While subbing at Santa Rosa GINS on Saturday, I was surprised to see the beginning of a collapse at SR7211. It's about a week early. In fact, there were nests which had been laid a week earlier than this one that had not hatched, but this has been an unusual year.
Under drier condtions, you will usually see a soft bowl-like depression in the sand. When we've had long periods of rain like this summer or when a nest has been washed over during a storm surge, the surface may become compacted and crusty, resulting in a collapse with defined edges such as you see above.

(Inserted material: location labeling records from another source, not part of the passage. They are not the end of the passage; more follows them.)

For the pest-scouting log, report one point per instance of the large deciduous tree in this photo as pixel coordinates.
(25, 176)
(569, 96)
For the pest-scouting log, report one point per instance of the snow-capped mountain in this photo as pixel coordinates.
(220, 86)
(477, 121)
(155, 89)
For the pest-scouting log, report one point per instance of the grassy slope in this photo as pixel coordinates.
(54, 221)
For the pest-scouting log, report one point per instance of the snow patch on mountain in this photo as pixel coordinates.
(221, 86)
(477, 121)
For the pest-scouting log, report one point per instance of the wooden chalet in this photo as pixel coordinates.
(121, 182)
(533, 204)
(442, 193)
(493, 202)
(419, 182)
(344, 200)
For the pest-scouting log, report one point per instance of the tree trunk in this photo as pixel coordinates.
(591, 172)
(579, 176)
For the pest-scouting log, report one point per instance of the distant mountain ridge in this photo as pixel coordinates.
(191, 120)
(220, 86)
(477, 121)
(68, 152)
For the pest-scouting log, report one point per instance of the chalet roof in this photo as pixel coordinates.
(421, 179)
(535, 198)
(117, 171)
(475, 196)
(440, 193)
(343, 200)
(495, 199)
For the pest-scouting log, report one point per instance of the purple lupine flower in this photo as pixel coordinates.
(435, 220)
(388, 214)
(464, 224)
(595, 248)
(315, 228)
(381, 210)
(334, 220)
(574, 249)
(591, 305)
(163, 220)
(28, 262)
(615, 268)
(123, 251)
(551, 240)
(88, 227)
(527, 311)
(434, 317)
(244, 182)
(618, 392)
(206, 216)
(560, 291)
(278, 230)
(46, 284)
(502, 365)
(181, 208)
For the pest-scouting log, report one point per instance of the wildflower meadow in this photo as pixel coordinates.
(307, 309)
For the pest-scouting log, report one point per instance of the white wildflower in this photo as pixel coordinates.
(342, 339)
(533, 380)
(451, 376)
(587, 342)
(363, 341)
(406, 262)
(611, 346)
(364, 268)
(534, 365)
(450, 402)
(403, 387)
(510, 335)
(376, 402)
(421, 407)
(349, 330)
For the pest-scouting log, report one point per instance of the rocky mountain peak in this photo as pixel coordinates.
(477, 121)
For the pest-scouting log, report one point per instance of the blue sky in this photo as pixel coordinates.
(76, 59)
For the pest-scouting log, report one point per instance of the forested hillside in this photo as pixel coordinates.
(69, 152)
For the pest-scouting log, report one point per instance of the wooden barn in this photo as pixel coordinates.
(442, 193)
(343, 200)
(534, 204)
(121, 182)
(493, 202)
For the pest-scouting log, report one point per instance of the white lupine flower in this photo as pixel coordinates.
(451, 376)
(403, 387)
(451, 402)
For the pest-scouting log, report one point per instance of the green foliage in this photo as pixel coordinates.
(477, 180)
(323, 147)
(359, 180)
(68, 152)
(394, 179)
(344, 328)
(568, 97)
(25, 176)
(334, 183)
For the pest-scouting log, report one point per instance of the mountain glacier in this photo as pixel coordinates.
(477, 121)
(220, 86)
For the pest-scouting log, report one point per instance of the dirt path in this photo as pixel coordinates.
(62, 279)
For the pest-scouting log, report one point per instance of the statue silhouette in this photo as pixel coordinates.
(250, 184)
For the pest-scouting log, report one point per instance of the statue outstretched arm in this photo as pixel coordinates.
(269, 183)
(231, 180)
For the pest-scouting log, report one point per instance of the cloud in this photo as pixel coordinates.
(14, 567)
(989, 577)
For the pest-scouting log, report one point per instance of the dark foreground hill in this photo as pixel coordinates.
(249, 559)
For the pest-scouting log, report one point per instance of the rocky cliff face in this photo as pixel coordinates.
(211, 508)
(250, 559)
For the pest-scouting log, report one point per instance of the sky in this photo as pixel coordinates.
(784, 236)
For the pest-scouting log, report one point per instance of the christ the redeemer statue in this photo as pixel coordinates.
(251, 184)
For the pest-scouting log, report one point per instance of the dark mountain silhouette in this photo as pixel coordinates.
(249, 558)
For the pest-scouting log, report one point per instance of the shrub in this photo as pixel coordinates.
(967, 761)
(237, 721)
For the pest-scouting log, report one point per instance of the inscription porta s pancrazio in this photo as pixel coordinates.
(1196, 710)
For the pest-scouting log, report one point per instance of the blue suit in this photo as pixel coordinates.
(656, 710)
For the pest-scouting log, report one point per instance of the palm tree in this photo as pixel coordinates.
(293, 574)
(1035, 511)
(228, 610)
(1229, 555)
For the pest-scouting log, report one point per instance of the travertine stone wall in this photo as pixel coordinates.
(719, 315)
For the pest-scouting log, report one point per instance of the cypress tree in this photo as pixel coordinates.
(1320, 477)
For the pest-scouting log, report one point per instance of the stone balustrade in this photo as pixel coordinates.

An interesting aside about the photo above. Look closely and you will see there are actually three small holes atop the collapsed area. One of them is obvious, but there are two more above it on the upper edge of the collapse. They are not air holes. This is where a mouse was sitting! Sometimes you will see three pad/paw prints and others you will see all four. It was probably the Santa Rosa mouse which lives in the dunes. Yes, we have our own little beach mouse, but unlike Perdido Key, ours are not endangered. The photo below with multiple mouse tracks was taken at another nest earlier in the year.
2 comments:
Do mice eat turtle eggs?
No, mice won't bother them, Bets. They were probably grazing around for sea oat panacles which had fallen. Ghost crabs are the biggest predators of sea turtle eggs in our area. They will dig down into the nest and eat them. Although we also have fox, raccoon, coyotes, opossum, feral cats and armadillos on the island, we rarely see predation on a nest by those predators, thank goodness.